Language in Iran

Iran

The main language spoken in Iran is Persian, known inside the country as Farsi and written in a modified Arabic script. Around 87 million people live in Iran, and Persian serves as the first or second language for the great majority. Persian belongs to the Indo-Iranian branch of the Indo-European language family and has been documented in written form for more than 2,500 years, from the Achaemenid royal inscriptions of the sixth century BCE through the classical poetry of Ferdowsi, Rumi, and Hafez to the modern administrative language of the Islamic Republic. The broader historical backdrop to this inscriptional record is covered in our profile of Tehran, the capital of Iran and its archaeological museums.

Iran also hosts around 30 other Iranian languages plus several non-Iranian languages, including Turkish-family Azerbaijani, Arabic, and Armenian. This article tracks Persian from its Old Persian roots through the adoption of the Arabic script after the seventh-century Arab conquest, presents the percentages and regions of every major language spoken in Iran today, explains the names پارسی and فارسی and the four extra Persian letters that distinguish the script from Arabic, covers the Iranian Academy of Persian Language and the politeness convention known as tarof, and provides a small set of essential traveller phrases.

Languages of Iran: Percentages and Regions

Iran ranks among the most linguistically diverse states in the Middle East. The Persian language carries the official status set by Article 15 of the Constitution of the Islamic Republic of Iran, but the same article permits regional and tribal languages for press, mass media, and the teaching of their literature alongside Persian. The table below summarises the most-cited speaker estimates from Iranian census-derived analyses and from Encyclopaedia Iranica.

Language Speakers (% of population) Main regions
Persian (Farsi) 50 to 63 percent (L1); near universal as L2 National; Tehran, Isfahan, Shiraz, Mashhad, central plateau
Azerbaijani Turkic 15 to 20 percent Northwest: East Azerbaijan, West Azerbaijan, Ardabil, Zanjan
Kurdish (Kurmanji and Sorani) 7 to 10 percent West: Kurdistan, Kermanshah, Ilam, parts of West Azerbaijan
Luri (Bakhtiari and Boyer-Ahmadi included) 6 to 9 percent West: Lorestan, Kohgiluyeh, Chaharmahal-Bakhtiari
Mazandarani and Gilaki 6 to 7 percent combined Caspian coast: Mazandaran, Gilan
Arabic (Khuzestani variety) 2 to 3 percent Southwest: Khuzestan
Balochi 2 to 3 percent Southeast: Sistan-Baluchestan
Turkmen around 1 percent Northeast: Golestan
Armenian around 0.1 percent Tehran, Isfahan (New Julfa district)

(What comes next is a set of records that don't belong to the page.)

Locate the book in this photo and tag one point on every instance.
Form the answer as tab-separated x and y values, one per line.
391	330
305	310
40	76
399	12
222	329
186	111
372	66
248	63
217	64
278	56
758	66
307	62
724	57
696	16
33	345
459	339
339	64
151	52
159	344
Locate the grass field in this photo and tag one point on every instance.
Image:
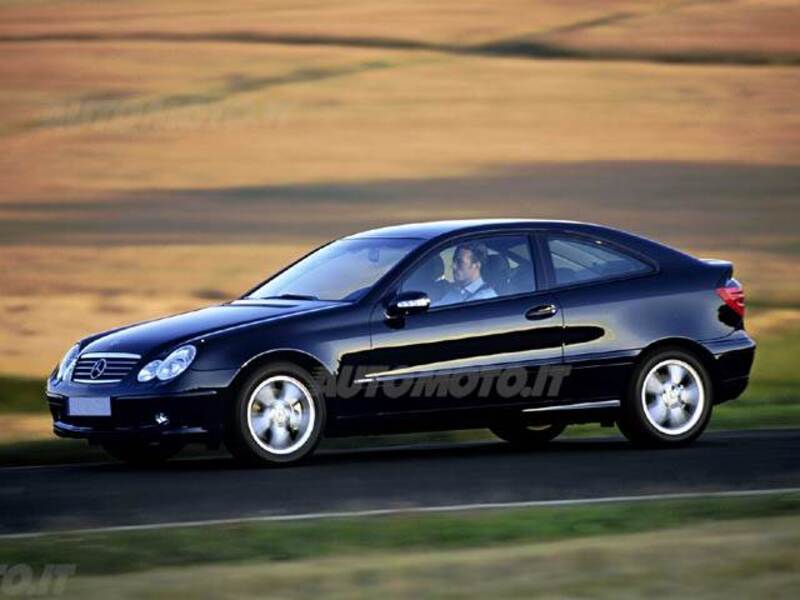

Smaller speech communities include Assyrian Aramaic in the northwest, Talysh on the Caspian coast, Georgian in pockets of Fereydan, and Romani among Iranian Roma communities. Several Caspian and Caucasian languages are listed by UNESCO as endangered. The Iranian constitution treats Persian as the sole language of national education and government, while licensing regional broadcasters in major minority languages including Azerbaijani Turkic and Kurdish.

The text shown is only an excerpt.